Susan Sameh memiliki keberanian untuk speak up tentang pengalamannya yang kurang mengenakan dan mendapatkan dukungan dari orang-orang sekitar lantaran dirinya merupakan seorang artis yang memiliki pengaruh.
Lantas, bagaimana dengan nasib perempuan-perempuan yang juga berkecimpung dalam dunia industri perfilman namun hanya berada di belakang layar?
Sudah menjadi rahasia umum apabila perempuan yang mengalami kekerasan dan pelecehan seksual sulit untuk menceritakan karena tidak adanya dukungan dan perlindungan hukum yang membantu.
Hal itu lantas menjadi kegelisahan para perempuan khususnya dalam industri film, hingga munculnya inisiasi langkah-langkah yang diperlukan untuk mencegah terjadinya kasus kekerasan seksual, serta lebih jauh lagi untuk menciptakan ekosistem produksi yang lebih sehat dan aman.
Cegah Kekerasan Seksual dalam Industri Perfilman Bersama APROFI
Gina S. Noer, yang merupakan seorang produser dan tergabung dalam Asosiasi Produser Film Indonesia (APROFI), mengatakan bahwa kekerasan seksual adalah persoalan yang harus dihadapi secara sistemik di ekosistem film.

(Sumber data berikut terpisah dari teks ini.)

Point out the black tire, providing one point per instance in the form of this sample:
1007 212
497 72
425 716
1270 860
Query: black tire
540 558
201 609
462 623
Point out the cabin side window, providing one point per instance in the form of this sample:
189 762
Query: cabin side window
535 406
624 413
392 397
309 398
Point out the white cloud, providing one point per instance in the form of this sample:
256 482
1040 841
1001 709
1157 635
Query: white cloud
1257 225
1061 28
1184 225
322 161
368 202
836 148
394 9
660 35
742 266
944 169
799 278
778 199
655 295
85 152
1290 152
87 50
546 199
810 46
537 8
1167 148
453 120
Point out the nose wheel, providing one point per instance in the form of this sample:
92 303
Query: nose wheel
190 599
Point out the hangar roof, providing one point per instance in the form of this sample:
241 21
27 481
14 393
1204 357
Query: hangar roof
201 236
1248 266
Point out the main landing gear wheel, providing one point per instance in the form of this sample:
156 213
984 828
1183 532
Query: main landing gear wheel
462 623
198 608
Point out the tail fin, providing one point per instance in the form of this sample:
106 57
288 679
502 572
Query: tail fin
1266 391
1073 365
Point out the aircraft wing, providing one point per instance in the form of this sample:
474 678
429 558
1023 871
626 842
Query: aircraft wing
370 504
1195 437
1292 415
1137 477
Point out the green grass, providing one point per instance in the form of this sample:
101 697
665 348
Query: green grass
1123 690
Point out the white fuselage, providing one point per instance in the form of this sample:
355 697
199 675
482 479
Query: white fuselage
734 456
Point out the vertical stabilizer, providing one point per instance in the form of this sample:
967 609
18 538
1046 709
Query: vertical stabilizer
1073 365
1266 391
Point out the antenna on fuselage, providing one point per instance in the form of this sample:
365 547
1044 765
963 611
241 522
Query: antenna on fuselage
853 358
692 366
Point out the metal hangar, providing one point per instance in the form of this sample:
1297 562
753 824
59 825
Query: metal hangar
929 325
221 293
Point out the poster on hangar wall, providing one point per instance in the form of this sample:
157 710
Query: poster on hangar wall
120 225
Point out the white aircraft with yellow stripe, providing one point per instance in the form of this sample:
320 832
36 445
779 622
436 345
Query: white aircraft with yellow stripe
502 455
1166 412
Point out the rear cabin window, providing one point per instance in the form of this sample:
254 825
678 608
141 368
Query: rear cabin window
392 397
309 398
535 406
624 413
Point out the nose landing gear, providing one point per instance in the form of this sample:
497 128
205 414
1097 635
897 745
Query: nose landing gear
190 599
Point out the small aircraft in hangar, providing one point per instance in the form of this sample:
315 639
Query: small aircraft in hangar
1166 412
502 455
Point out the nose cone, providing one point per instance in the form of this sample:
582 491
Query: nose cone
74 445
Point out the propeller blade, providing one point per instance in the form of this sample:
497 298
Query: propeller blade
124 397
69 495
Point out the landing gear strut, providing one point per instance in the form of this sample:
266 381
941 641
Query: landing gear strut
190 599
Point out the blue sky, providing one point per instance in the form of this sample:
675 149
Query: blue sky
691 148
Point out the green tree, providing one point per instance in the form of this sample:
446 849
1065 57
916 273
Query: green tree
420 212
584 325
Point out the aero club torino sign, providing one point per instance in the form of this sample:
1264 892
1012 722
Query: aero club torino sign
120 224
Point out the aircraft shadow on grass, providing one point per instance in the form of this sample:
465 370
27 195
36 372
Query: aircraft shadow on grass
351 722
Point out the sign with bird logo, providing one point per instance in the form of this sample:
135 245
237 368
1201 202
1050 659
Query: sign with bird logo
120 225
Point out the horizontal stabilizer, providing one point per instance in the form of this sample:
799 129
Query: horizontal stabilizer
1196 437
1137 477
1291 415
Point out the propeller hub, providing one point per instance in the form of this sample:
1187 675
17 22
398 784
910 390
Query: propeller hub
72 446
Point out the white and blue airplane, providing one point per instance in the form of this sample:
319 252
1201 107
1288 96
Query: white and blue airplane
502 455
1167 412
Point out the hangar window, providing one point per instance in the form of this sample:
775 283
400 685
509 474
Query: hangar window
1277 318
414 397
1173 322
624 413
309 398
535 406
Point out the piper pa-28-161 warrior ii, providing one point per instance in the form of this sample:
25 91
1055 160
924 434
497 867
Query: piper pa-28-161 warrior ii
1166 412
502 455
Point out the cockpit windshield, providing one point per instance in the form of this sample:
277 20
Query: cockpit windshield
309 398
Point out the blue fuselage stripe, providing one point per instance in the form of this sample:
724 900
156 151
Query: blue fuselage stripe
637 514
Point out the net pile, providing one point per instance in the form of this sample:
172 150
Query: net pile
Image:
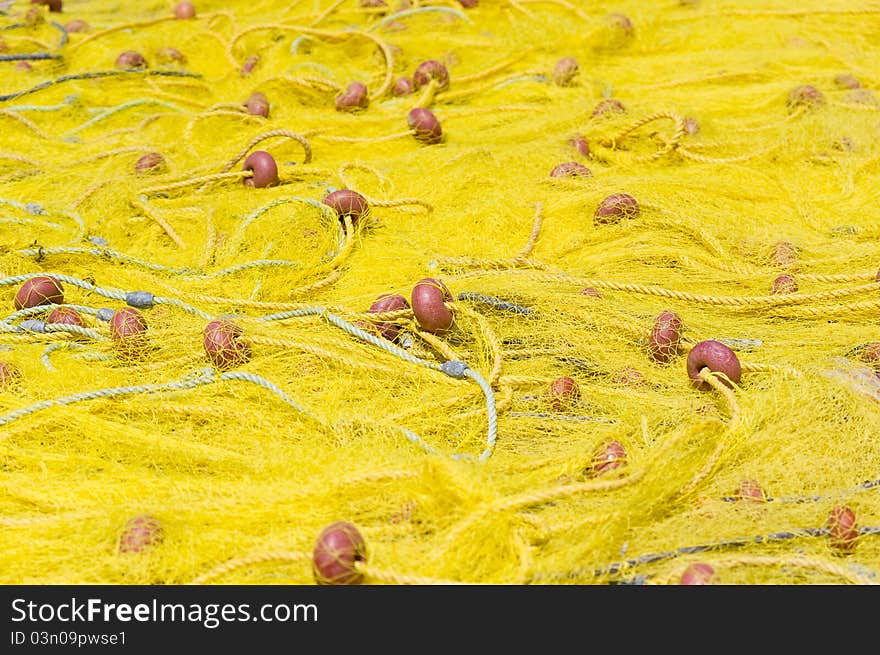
538 440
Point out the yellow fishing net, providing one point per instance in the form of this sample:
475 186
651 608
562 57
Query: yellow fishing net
745 132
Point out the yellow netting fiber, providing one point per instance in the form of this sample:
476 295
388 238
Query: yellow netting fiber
220 374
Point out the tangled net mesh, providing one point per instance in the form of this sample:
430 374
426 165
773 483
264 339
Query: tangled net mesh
452 474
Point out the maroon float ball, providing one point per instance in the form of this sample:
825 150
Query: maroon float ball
570 169
608 107
402 87
805 95
184 10
842 529
257 104
565 71
697 573
608 457
152 162
750 491
562 393
39 290
427 300
54 5
615 208
338 549
425 125
8 374
871 355
665 337
131 59
388 302
785 283
715 356
127 324
76 25
580 144
622 23
65 316
223 344
346 202
140 533
354 98
264 167
431 70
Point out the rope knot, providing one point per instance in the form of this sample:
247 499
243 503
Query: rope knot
455 369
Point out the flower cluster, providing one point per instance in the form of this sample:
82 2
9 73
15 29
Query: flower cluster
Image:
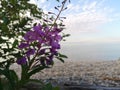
41 42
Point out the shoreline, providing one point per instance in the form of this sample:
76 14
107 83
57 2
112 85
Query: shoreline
95 73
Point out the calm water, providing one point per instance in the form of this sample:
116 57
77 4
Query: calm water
91 51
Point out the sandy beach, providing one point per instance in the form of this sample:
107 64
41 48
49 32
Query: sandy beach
96 73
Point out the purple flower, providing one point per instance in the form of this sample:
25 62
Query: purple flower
23 45
55 45
56 30
30 52
39 27
38 30
31 36
21 61
42 51
58 38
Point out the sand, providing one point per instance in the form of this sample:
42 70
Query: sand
96 73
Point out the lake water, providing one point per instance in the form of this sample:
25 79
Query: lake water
91 51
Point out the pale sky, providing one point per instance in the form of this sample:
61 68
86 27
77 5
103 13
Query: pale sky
89 20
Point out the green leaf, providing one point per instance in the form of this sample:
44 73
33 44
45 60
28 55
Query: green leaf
60 59
36 69
62 56
47 87
15 43
56 88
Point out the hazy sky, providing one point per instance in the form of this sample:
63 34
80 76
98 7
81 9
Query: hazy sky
89 20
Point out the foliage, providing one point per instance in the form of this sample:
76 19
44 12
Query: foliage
30 38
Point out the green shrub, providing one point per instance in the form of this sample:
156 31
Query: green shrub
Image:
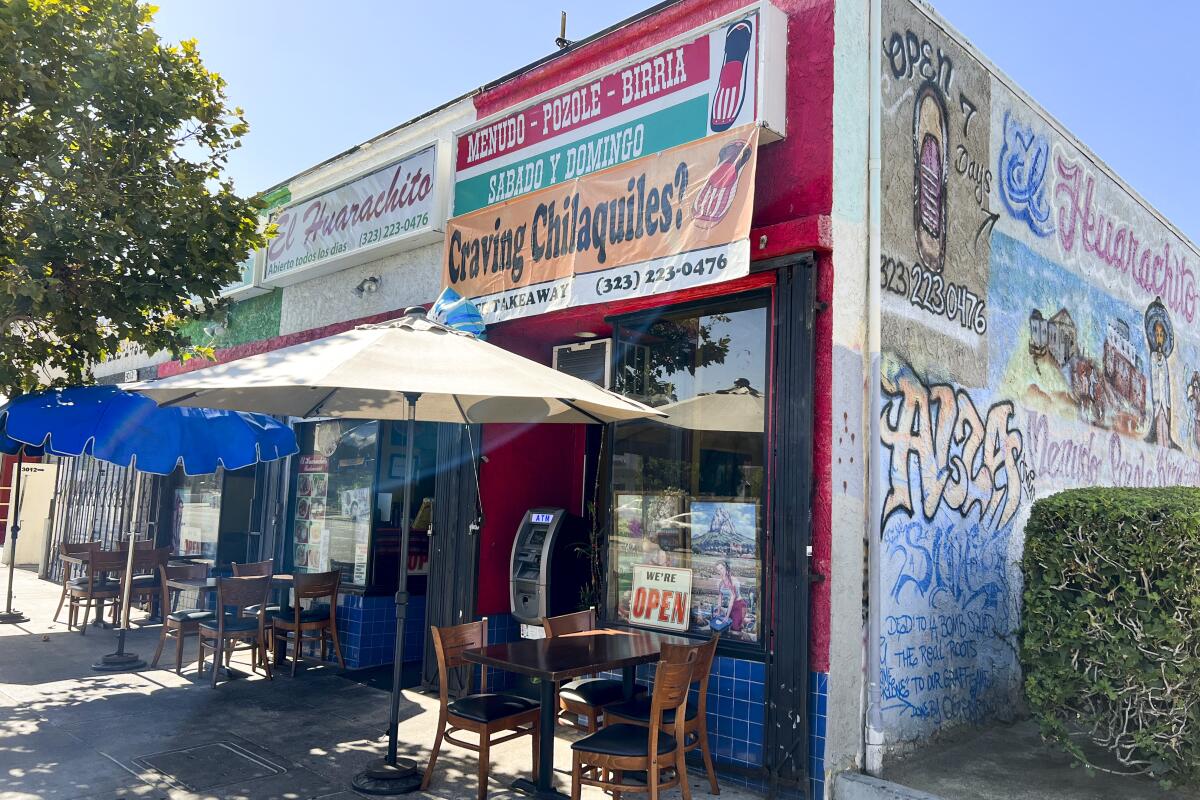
1110 631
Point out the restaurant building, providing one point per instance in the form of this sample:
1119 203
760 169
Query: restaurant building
867 278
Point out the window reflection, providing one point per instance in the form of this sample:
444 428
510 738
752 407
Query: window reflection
688 489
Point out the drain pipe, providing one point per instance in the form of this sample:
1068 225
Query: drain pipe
874 727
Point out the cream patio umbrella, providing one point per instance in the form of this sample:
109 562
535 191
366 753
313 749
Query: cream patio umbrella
738 409
409 368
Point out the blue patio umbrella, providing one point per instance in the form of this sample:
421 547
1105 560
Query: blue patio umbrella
127 429
131 429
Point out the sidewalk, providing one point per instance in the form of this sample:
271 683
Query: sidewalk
1011 762
70 733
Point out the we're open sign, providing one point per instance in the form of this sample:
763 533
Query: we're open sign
661 597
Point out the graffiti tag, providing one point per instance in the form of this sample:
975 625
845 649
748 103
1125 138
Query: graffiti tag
964 459
1024 161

Dibutuhkan langkah bersama untuk pencegahan dan penanganan kekerasan seksual di lingkup industri film. Hal itu bertujuan untuk menciptakan ekosistem film Indonesia bisa benar-benar sehat dan memunculkan harapan bagi generasi mendatang.
Langkah itu telah dimulai oleh Gina dan kawan-kawan seprofesi lewat APROFI. Diketahui, belum lama ini, APROFI meluncurkan panduan pencegahan dan penanganan kekerasan seksual, serta panduan untuk penciptaan adegan intim.
Panduan yang dibuat dengan melibatkan banyak ahli tersebut, menjadi ‘buku saku’ bagi semua produser yang tergabung dalam organisasi tersebut.
Ini adalah sebuah upaya sistematik, yang bisa mengikat semua pelaku produksi, mulai dari produser hingga semua kru.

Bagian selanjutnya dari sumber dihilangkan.